41. Bölüm

8.3K 679 69
                                    

10 bölüm öncesinde finale 5-10 bölüm var demiştim ama hala finale gelemedik. 41. bölümle birlikte 41 kere maşallah mı desek? :P Yine üzücü bir bölümle geldim ne yazık ki. Umarım bölümü seversiniz, yorumlarınızı dört gözle bekliyorum ^^ Bu arada yeni bölümü sormadığınız için size kırıldım biraz, bilesiniz :P 


Multimedya: Adrian


Bölüm 41

Adrian



Acil olarak karargahtan çağrıldığımda şaşırmadığımı söyleyemezdim. Babam savaş meydanındaydı, Haakon Urian ve Joel ile Fener'deydi, Kjell ise Svalbard'daydı. Öyleyse beni çağırabilecek kadar yetkili kim kalmıştı geriye? Aurora mı? Aurora sözlerime kulak asmayıp Hammerfest'ten ayrılmış ve buraya gelmiş olabilir miydi?

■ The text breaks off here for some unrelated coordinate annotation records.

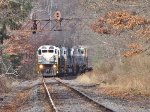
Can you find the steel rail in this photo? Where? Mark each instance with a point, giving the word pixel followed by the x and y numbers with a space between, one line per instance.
pixel 49 95
pixel 103 108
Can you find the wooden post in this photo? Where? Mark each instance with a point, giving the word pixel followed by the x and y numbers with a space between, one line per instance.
pixel 0 59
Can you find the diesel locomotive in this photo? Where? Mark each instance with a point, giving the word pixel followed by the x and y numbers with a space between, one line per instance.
pixel 53 60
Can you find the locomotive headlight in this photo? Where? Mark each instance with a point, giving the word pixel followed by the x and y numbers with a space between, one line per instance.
pixel 54 66
pixel 41 66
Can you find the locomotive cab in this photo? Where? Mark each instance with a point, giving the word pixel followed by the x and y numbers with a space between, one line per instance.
pixel 48 60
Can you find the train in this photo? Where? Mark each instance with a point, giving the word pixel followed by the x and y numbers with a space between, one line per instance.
pixel 54 60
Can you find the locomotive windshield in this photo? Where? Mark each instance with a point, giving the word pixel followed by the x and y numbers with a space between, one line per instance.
pixel 50 51
pixel 44 51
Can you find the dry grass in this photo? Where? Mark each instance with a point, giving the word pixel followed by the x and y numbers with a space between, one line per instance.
pixel 4 84
pixel 130 76
pixel 117 20
pixel 18 101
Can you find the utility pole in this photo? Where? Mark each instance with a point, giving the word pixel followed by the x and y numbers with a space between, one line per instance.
pixel 50 11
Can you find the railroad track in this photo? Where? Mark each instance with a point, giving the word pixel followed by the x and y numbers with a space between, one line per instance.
pixel 65 98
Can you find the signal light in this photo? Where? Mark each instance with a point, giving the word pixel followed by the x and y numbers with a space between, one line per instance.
pixel 57 15
pixel 34 27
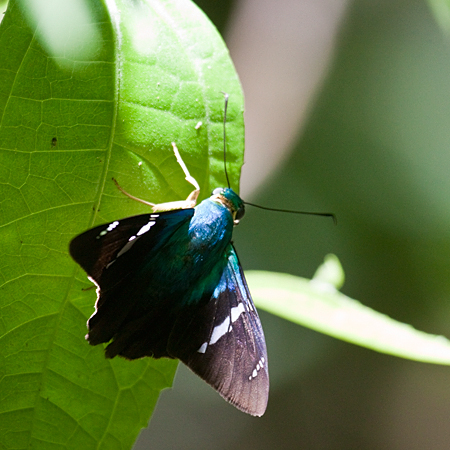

Karargahtan içeri girdiğimde karşımda Kjell'i görünce şaşırdım bu yüzden. Bir yandan da Aurora buraya gelmediği için rahatladım, onun güvende olduğunu bilmek akıl sağlığımı koruyabilmemi sağlıyordu.

"Kjell? Burada ne işin var? Fırtına hala dinmedi, Ulya'yı orada yalnız başına mı bıraktın?" diye sordum neden burada olduğunu ve neden ona verdiğim görevi yarıda bıraktığını anlamaya çalışarak.

"Ulya ülkesine döndü." diye karşılık verdi.

Gözlerimi kıstım duyduğum yanıtla. "Ülkesine mi döndü? Bu havada? Nasıl?"

Kjell'in başını sıkıntıyla iki yana salladı. Bakışları 'bir de bana sor' diye şikayet ediyormuş gibiydi. "Manyağın teki bu fırtınaya rağmen özel uçakla gelip kızı aldı."

Bu sefer kaşlarım hayretle kalktı. "Manyağın teki? Ve son ona izin verdin?"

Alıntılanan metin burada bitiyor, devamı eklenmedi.